WARREN, Maine — When money got tight last summer for Marilyn Johnson, she started thinking who she could barter with. This got her thinking that a lot of people in the midcoast are having hard times right now, and maybe she could help. So she started BarterWorx, her bartering business based out of her Warren home.
“It has been very well-received. It is very exciting because people just love having something new — a new alternative to build their business,” Johnson said Friday. “Everybody is hurting, and no one necessarily wants to spend money to build their business.”
The way Johnson sees it, bartering spends no money and a dollar saved is a dollar earned.
Her business works like this: A landscaping company pays a fee to join the network, then perhaps a restaurant on the network approaches the company to have some landscaping work done at the restaurant. In return, the landscaper can choose to either get a few free meals from the restaurant or the landscaper can choose to spend the barter money he earned at another in-network company.
Johnson has about 20 businesses signed up that offer marketing, computer help, bookkeeping, jewelry, plants, haircuts, carpentry and more.
One of those businesses is Rockland restaurant Amalfi on the Water.

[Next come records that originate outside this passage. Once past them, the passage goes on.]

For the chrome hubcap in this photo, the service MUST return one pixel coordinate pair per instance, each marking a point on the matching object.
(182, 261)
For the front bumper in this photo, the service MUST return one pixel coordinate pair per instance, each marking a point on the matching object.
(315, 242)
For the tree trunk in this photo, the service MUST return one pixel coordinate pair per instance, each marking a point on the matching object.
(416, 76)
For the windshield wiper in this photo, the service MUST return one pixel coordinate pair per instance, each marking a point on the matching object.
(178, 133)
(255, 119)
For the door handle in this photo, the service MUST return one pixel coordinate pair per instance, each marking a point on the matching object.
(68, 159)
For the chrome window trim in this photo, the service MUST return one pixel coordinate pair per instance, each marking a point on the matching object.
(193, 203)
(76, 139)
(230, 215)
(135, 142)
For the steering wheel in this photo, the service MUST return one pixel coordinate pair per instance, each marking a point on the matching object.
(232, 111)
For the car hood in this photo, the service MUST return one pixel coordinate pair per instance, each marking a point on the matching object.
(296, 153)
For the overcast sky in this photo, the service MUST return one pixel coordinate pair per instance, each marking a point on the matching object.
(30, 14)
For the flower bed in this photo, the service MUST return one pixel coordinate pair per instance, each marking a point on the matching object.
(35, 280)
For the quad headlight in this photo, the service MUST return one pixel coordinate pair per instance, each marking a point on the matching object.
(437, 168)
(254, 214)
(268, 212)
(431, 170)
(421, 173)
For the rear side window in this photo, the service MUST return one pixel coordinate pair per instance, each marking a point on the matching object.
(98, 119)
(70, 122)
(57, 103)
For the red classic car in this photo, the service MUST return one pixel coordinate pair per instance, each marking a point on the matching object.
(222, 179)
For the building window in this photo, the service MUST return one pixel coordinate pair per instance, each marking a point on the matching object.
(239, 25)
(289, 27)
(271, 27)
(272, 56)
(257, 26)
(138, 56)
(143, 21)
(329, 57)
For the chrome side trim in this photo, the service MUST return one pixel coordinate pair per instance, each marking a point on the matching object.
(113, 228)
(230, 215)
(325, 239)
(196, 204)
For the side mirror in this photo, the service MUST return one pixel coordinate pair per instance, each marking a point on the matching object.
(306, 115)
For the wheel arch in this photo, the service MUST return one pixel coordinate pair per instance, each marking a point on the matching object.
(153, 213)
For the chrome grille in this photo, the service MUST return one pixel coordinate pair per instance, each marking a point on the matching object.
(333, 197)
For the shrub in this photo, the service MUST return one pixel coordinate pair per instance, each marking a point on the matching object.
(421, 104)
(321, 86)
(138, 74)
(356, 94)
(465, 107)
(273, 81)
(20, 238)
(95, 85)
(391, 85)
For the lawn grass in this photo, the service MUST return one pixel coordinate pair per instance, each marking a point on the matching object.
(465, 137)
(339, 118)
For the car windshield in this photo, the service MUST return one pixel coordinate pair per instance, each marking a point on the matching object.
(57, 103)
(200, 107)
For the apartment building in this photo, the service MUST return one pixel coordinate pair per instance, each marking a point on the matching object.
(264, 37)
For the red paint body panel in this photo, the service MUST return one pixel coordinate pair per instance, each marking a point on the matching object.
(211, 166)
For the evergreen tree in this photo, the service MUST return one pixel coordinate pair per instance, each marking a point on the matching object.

One of Amalfi’s owners, Nancy Wood, said her business has given services, but has not yet asked for anything in return.
“I truly believe bartering is a sound way to do business on many levels,” Wood said. “It is a community-based idea. I believe you’re doing a job for someone and at the end of the day you look them in the eye and know they’re going to do a good job for you, too.”
Wood’s is one of the 20 or so businesses to join since May, so she is holding out and collecting bartering dollars while she waits for a deeper pool of services to choose from. She wants something that will help her company, possibly some carpentry work.
“We entered into it in good faith, and we are learning as we go along and so far we’ve had a good feeling for it,” Wood said.
Sara Spencer, who runs The Errand Girl in Rockland has also given her services for bartering dollars. She delivered gifts for another company on the network and now plans to collect by getting a haircut or possibly having some work done by Midcoast Internet Solutions for her business.
Businesses are allowed to create limitations about what barterers can receive. For instance, a company that fixes computers might allow another bartering company to have work performed on a computer, but it may have to pay the cost of the computer parts needed for the repair.
Right now, Johnson’s bartering business is midcoast-only, but she hopes to expand soon. Eventually, she hopes to join into a national network of bartering companies and may be able to offer cruises and vacations, but to do that she has to be able to offer similar services from Maine.
“I’m looking at the locally owned and operated businesses. Those are the ones I’m trying to help build, they are hurting. We’re a mom-and-pop operation. We’re here to be local and to help the local businesses,” she said Friday. “It just makes sense for me to focus locally and expand from there. I plan to expand as far as the business is willing to grow.”